Ovviamente il goffo tentativo è abbastanza visibile ai più, e i veri intellettuali guardano con ancora più sdegno ed ironia a questa sfera della società. Perché la caratteristica che divide in modo assoluto il vero intellettuale da uno falso è quanto poco gliene freghi al primo di quello che pensa il secondo e di quello che pensano gli altri in generale.

La caratteristica fondamentale è la depressione. Dopo il postmodernismo è arrivato il momento del neodecadentismo, con il suo pessimismo cosmico e l’abuso di sostanze stupefacenti a scopo produttivo.

Lars Iyer, l’autore di “Magma” pubblicato da Meridiano Zero, è un vero intellettuale. Lui di mestiere fa il professore di filosofia, e credo che non esista al mondo sogno proibito più eccitante per gli aspiranti elitari, che fare il professore di filosofia. Il professore di filosofia è il nonplusultra dell’intellettualità: un mestiere che non ti obbliga a produrre assolutamente nulla se non pensieri. Se sei lì a fissare il muro con lo sguardo perso e fai il medico, ti potrebbero dire che stai perdendo tempo. Se invece sei un filosofo e stai fissando lo stesso muro di prima tutti cercheranno di camminare in punta di piedi per non disturbare il tuo lavoro. Ovviamente Lars Iyer queste cose le sa, lui sa tutto.
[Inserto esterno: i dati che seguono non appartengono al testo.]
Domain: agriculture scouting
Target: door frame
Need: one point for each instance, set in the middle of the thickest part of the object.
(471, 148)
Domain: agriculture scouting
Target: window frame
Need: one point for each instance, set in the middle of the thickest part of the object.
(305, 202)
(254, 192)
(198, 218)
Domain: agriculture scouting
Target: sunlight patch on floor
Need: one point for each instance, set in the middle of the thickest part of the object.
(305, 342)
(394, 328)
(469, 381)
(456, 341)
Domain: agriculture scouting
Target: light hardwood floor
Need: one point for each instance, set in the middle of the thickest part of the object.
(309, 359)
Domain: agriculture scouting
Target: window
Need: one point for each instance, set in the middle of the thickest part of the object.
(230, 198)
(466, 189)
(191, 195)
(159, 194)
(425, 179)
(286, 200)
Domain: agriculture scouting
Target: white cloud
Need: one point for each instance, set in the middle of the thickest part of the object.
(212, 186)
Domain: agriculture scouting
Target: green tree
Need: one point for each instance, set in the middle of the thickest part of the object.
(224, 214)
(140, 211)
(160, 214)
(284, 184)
Guarda con ironia quelli che lo guardano mentre lui se ne sta tranquillo a fissare il muro perché aveva visto una crepa.

E decide di aprire un blog: “Spurious”.
Per raccontare l’altra parte, l’altro punto di vista: quello che passa davvero per la testa degli intellettuali 2.0.
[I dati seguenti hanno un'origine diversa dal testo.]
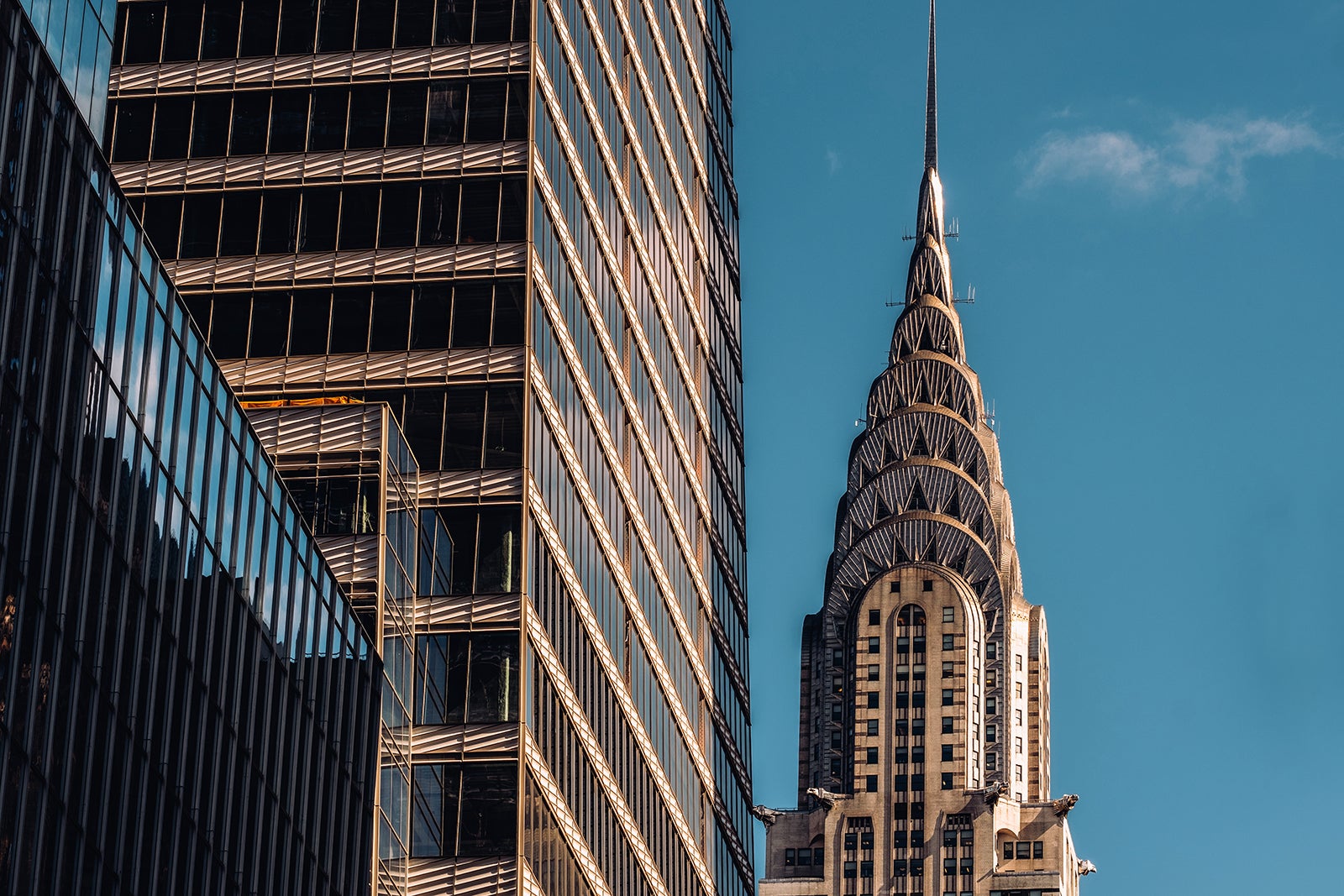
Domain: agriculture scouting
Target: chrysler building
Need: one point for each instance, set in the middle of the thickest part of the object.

Il risultato del seguitissimo blog è il suo primo libro, tradotto in italiano come “Magma”.

Il libro, che non mi sento di chiamare romanzo perché completamente privo di trama, ci porta nei meandri dei pensieri di due accademici britannici. Tra l’alcol e l’insoddisfazione cronica i due viaggiano in quell’Europa che ha visto i successi e la realizzazione del talento di autori e filosofi. L’elemento comune tra Lars e W. è sicuramente la capacità di riconoscere in sé la mancanza di un qualunque talento che potesse portarli all’Olimpo della memoria eterna. Entrambi hanno delle conoscenze molto superiori alla media, e devo riconoscere che a volte ho faticato a seguire il filo dei loro ingarbugliati pensieri. Ma questa conoscenza, questo sapere che li porta ad avere un atteggiamento di saccenza involontaria e congenita, non porta soddisfazioni. I due sono delusi di non avere le capacità letterarie di Kafka e la sua limpidezza nella costruzione della trama.
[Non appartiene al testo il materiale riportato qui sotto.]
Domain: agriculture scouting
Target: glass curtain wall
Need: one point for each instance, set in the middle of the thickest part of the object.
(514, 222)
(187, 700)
Il loro raffinato senso critico non grazia nemmeno loro stessi, anzi sono proprio loro i protagonisti assoluti di ogni disapprovazione, costantemente sotto esame del recensore più esigente: l’Io.

E non bastano i giornali, i giochini scaricati sul cellulare a uccidere quell’anelito fremente, quella tensione che dovrebbe essere produttiva, ma non lo è.

Ironico, tagliente, originale questo non-romanzo. Non è un libro facile e sicuramente non vi farà sentire rilassati, ma se siete in cerca di qualcosa di nuovo, eccolo: l’avete trovato.